The front loading-type washing machine usually comprises a drum and a tub horizontally disposed for containing laundry, a plurality of lifters provided on the inner surface of the drum for lifting and dropping the laundry when the drum is rotated, and a door provided on the front surface of the washing machine for opening and closing the drum. The front loading-type washing machine washes the laundry by rotating the drum at a low speed under the condition that water, a detergent, and the laundry are introduced into the drum, and is advantageous in that the laundry is scarcely damaged and entangled and the consumption of water is small.

A driving motor for driving the pulsator or the drum is provided in the above top-loading or the front-loading washing machine. Conventionally, the driving force of the driving motor was indirectly transmitted to the pulsator or the drum through a power transmission member, such as a belt. However, recently, the driving force of the driving motor is directly transmitted to the pulsator or the drum owing to the development of related technology. In the washing machine having a mechanism directly transmitting the driving force of the motor to the pulsator or the drum, the driving motor is usually installed on the outer surface of the tub by fixing members, and a shaft of the driving motor passes through the tub and is then connected to the pulsator or the drum. Accordingly, the vibration generating from the driving motor is indirectly transmitted to the tub through the fixing members, or is directly transmitted to the tub, thereby generating deformation and fatigue crack of the tub, and noise.

SUMMARY OF THE INVENTION

Accordingly, the present invention is directed to a mechanism for mounting a motor of a washing machine and a washing machine using the same that substantially obviate one or more problems due to limitations and disadvantages of the related art.

An object of the present invention is to provide a method for mounting a motor of a washing machine, which prevents vibration of the motor, generated during driving, from being transmitted to a tub, and a washing machine using the same.

Additional advantages, objects, and features of the invention will be set forth in part in the description which follows and in part will become apparent to those having ordinary skill in the art upon examination of the following or may be learned from practice of the invention. The objectives and other advantages of the invention may be realized and attained by the structure particularly pointed out in the written description and claims hereof as well as the appended drawings.
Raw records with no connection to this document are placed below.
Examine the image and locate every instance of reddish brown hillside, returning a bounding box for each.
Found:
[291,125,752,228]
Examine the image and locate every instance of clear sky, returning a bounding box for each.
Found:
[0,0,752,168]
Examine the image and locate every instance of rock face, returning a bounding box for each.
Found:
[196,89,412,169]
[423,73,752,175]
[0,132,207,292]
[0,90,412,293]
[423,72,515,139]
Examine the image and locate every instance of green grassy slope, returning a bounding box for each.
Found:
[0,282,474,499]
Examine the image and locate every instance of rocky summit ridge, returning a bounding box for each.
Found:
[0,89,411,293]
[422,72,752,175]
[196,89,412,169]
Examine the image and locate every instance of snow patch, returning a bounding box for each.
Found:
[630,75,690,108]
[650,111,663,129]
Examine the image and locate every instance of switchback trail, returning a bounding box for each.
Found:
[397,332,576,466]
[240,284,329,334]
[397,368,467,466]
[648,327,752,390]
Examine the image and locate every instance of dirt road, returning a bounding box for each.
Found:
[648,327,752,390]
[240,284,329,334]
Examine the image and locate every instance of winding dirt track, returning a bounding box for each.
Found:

To achieve these objects and other advantages and in accordance with the purpose of the invention, as embodied and broadly described herein, a mechanism for mounting a motor of a washing machine includes a motor located on the outer surface of a tub; at least one fixing member passing through a part of the motor and then fixed to the tub for fixing the motor to the tub; and at least one isolator provided between the motor and the fixing member for preventing the fixing member from directly contacting the motor to prevent the vibration of the motor from being transmitted to the tub through the fixing member.
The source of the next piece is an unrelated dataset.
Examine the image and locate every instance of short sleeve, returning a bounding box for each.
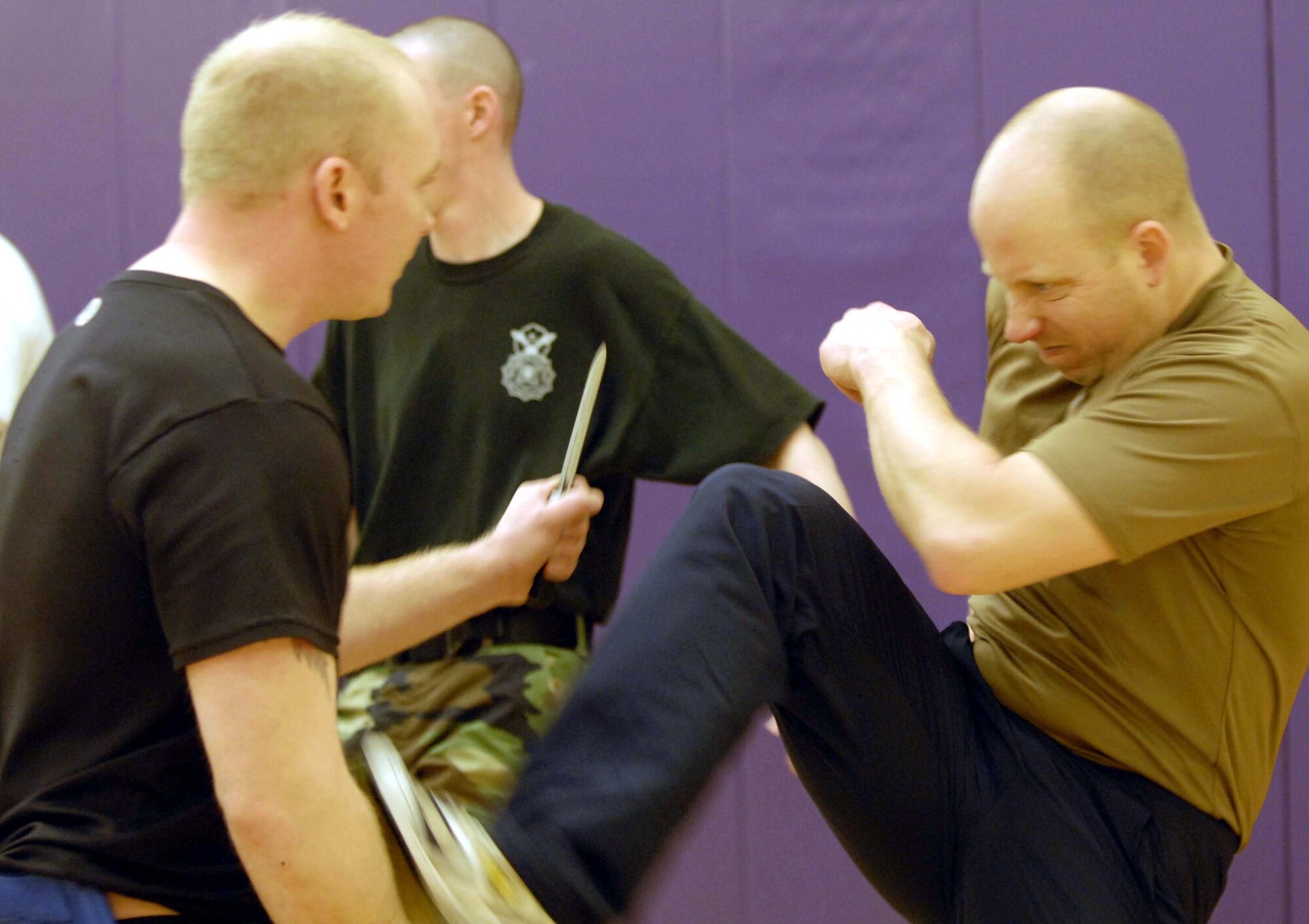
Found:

Each of the isolator may include a spacer provided between a head of the fixing member and the tub for supporting the fixing member; and a bushing provided between the spacer and the motor for absorbing the vibration of the motor. Here, the spacer may be made of a hard material, and the bushing may be made of elastic rubber.

The spacer may separate the head of the fixing member from the motor, and separate the fixing member from the bushing. The spacer may be inserted into the bushing by push fit, and the bushing may be inserted into a hole of the motor by push fit.
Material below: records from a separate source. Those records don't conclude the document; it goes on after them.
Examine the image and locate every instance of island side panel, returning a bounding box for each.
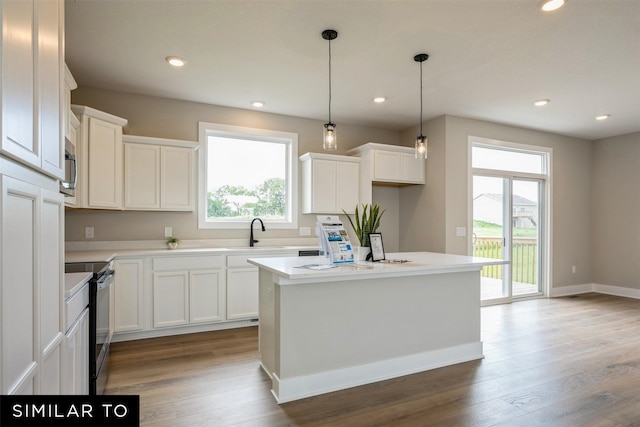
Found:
[268,271,482,402]
[258,268,279,379]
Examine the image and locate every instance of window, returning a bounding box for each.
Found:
[198,122,298,228]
The bushing may include at least one enlarged part extended from the outer cylindrical surface thereof in the radial direction and contacting the inner surface of a hole of the motor, through which the fixing member passes. In this case, the enlarged part may be provided on upper and lower portions of the bushing.

The spacer may include a flange protruded from the outer surface thereof in the radial direction; and the bushing may include a recess provided in the inner surface thereof for receiving the flange. In thus case, the flange may be provided at one end of the spacer such that the flange contacts the tub to disperse the force of the fixing member.

In another aspect of the present invention, a washing machine includes a case; a tub provided in the case, and including at least one first hole provided in the outer surface thereof; a drum rotatably provided in the tub; a stator located on the outer surface of the tub, and including at least one second hole corresponding to the first hole; a rotor connected to the drum by a driving shaft passing through the tub for rotating the drum through the driving shaft when power is applied to the stator; at least one fixing member passing through the second hole and then inserted into the first hole for fixing the stator to the tub; and at least one isolator provided between the inner surface of the second hole and the fixing member for preventing the fixing member from directly contacting the stator to prevent the vibration of the stator from being transmitted to the tub through the fixing member.

The isolator may include a spacer made of a hard material and provided in the second hole for supporting the fixing member; and a bushing made of a soft material and provided between the outer surface of the spacer and the inner surface of the second hole for absorbing the vibration of the stator. The spacer may separate the fixing member from the bushing and the stator. The spacer may be inserted into the bushing by push fit, and the bushing may be inserted into the second hole by push fit.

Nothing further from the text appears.